Neuheimer’s AIAS-COFUND Fellowship, which starts February 1, 2018, will allow her to pursue proposed work entitled: “Timing is everything: Developing a mechanistic understanding of fish timing strategies and their role as conduits of climate change (FutureFish)”. In seasonal environments, timing is everything: energy dynamics and production are controlled by how well predators can match their prey in space and time. This is thought to be particularly true for vulnerable larval life-stages of many fish, where limited parental investment means population survival depends on how well larvae match the timing of their food. Often termed the “Match-Mismatch Hypothesis” (MMH), the dependence of production on larvae-prey match is a long-held hypothesis, but has been rarely mechanistically tested due to, for example, sampling limitations.
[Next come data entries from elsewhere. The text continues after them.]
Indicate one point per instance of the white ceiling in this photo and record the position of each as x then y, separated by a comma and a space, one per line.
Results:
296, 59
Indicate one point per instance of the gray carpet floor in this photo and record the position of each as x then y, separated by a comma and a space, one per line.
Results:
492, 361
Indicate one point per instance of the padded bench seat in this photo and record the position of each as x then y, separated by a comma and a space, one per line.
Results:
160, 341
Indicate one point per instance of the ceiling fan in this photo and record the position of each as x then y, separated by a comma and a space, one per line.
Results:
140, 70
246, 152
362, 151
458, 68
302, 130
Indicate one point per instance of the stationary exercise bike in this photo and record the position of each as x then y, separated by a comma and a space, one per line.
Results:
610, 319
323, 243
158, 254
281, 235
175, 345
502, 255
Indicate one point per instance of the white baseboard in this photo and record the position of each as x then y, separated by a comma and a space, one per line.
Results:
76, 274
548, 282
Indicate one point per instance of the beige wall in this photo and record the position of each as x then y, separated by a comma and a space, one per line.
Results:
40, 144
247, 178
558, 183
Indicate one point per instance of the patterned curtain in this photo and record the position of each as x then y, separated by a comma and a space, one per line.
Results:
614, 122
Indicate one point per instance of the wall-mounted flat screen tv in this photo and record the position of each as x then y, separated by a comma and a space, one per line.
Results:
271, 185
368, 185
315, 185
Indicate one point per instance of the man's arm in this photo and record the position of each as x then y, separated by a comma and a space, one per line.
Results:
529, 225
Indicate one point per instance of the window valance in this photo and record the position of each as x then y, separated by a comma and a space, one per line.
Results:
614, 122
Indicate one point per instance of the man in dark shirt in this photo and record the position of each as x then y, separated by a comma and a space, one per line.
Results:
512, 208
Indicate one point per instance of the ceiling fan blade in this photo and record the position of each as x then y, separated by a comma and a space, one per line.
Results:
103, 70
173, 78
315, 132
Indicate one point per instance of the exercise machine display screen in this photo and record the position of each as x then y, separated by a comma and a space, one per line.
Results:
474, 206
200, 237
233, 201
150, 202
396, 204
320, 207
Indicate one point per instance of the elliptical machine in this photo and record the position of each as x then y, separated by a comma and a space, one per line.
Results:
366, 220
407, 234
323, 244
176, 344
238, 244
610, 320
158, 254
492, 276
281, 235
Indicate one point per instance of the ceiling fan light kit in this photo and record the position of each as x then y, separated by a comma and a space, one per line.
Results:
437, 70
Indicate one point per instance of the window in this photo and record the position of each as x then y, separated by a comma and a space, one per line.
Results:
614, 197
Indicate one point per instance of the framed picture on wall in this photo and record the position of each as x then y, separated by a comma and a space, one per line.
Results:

There is an immediate need to determine the influence and extent of the MMH in shaping fish distribution and production, and how production moves through an ecosystem, now and in the future.
“Through the FutureFish project, I will respond to this need by providing new mechanistic modeling tools that describe controls on larval fish timing and how they influence the propagation of climate effects through ecosystems,” said Neuheimer.
These mechanistically based, predictive tools will allow better estimates the biological fate of physical climate signals and explore climate effects among trophic levels and across ecosystems. The FutureFish project will incorporate an interdisciplinary network both at the AIAS and through Neuheimer’s established network across Europe, North America and Hawaii to position FutureFish results within the broader context of larval biology (beyond fish), ecosystem science, climate science, biogeochemical cycling, resource management, and policy. Neuheimer will also leverage the strong, interdisciplinary group at the AIAS to encourage and advance discussions regarding computational tools to promote open, transparent, and rigorous science across disciplines.